The Venetians and Ottomans both controlled and shaped this route for hundreds of years. They became extravagantly wealthy and powerful in the process. Places like Britain were far away from the axis of power. We were frozen out. Unimportant.
The geopolitical map of the world changed profoundly in the late 15th century. Atlantic states such as England, Spain and Portugal developed boats that could travel long distances in relatively short periods of time. Explorers such as Columbus and Vasco da Gama discovered new trade routes – sea lanes – to America, India, Southeast Asia and China.
These new routes fundamentally changed the balance of power of the world. The overland ‘Beijing Berlin Axis’ was no longer the quickest or easiest route from east to west. It was quicker to travel by sea.
The geopolitical reality shifted. The centre of world power moved towards the Atlantic. British national strategy took full advantage. It wasn’t long before Britain had become the world’s biggest, richest and most powerful Empire. That’s the importance of geopolitics and strategic planning.
Geopolitical risk and uncertainty in 2017
China’s ambitious plan to build a ‘New Silk Road’ from Shanghai all the way to the Atlantic proves that Mackinder’s theory of geopolitical power – revolving around key trade routes and access to natural resources – is just as relevant today as it was at the beginning of the 20th century. But what does it mean for investors?

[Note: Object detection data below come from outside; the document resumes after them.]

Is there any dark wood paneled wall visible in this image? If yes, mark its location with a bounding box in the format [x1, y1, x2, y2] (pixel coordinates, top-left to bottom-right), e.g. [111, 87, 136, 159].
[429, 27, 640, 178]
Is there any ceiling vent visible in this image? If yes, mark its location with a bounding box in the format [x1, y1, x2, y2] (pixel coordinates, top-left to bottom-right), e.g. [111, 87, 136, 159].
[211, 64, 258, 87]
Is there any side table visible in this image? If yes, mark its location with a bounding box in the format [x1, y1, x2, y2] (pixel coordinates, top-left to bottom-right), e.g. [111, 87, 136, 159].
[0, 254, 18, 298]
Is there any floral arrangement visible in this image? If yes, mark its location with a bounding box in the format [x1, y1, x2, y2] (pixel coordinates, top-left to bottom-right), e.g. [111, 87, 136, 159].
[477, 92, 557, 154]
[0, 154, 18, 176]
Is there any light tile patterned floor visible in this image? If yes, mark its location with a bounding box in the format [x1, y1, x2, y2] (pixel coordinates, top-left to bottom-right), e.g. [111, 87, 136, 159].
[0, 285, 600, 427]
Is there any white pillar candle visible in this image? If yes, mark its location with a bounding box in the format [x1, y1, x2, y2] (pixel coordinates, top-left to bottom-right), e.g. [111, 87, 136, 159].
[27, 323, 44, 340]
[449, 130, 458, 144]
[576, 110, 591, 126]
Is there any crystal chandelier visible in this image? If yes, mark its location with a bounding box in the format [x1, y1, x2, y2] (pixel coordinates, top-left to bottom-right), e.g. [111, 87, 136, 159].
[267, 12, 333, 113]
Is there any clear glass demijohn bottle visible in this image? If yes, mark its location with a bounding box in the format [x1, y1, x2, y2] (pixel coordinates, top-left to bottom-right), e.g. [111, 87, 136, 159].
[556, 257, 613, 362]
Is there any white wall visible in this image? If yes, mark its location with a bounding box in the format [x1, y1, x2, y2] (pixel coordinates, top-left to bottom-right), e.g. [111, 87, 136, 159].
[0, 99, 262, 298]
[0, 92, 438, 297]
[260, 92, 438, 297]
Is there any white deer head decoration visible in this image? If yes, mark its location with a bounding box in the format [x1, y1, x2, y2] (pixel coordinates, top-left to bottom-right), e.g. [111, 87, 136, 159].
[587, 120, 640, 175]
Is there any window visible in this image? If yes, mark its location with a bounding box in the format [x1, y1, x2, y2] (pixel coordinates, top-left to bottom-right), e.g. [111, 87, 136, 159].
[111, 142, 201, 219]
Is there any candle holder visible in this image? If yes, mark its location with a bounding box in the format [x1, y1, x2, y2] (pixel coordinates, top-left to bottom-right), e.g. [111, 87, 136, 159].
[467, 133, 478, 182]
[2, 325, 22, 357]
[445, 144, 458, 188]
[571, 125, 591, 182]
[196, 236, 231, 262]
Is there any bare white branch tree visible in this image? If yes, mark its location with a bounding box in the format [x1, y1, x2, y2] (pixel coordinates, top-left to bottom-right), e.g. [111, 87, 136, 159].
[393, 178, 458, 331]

Oil tensions across the world
Key commodity prices like oil and gold will be a measure of geopolitical tensions. They also serve as an early ‘trip wire’ for inflation. This is related to macroeconomic and monetary policy. OPEC nations like Saudi Arabia and Iran, and non-OPEC nations like Russia, are all keen for higher oil and energy prices to boost their national coffers. Lower oil prices may stoke domestic political tensions in those countries and, by extension, geopolitical tensions with America and Europe.
The geopolitical implications of Trump’s presidency
American foreign policy toward other countries under President Donald Trump is one of great risks/geopolitical questions marks for this year and the next four. Trump’s early moves have exacerbated geopolitical tensions with traditional allies. His policy of putting trade and jobs at the centre of American foreign policy – rather that oil and national security – threatens to upend decades of US foreign policy and create new geopolitical risks.
The geopolitics of Brexit and the EU
Neither Europe nor the UK will be free from their own geopolitical issues in 2017. The triggering of Article 50 of the Lisbon Treaty and the Brexit process will begin to clarify the geopolitical costs and benefits of leaving the EU. A second Scottish referendum may result, increasing geopolitical uncertainty.
Meanwhile, Europe may be the single-biggest geopolitical risk of 2017. Debt problems in Greece persist. Italians are flirting with an ‘exit’ of the Euro. EU leaders insist any country that leaves the common currency must also leave the European Union. Elections in the Netherlands, France, and Germany may well determine if the world’s centre of economic gravity and geopolitical power shifts back to Mackinder’s ‘Heartland.’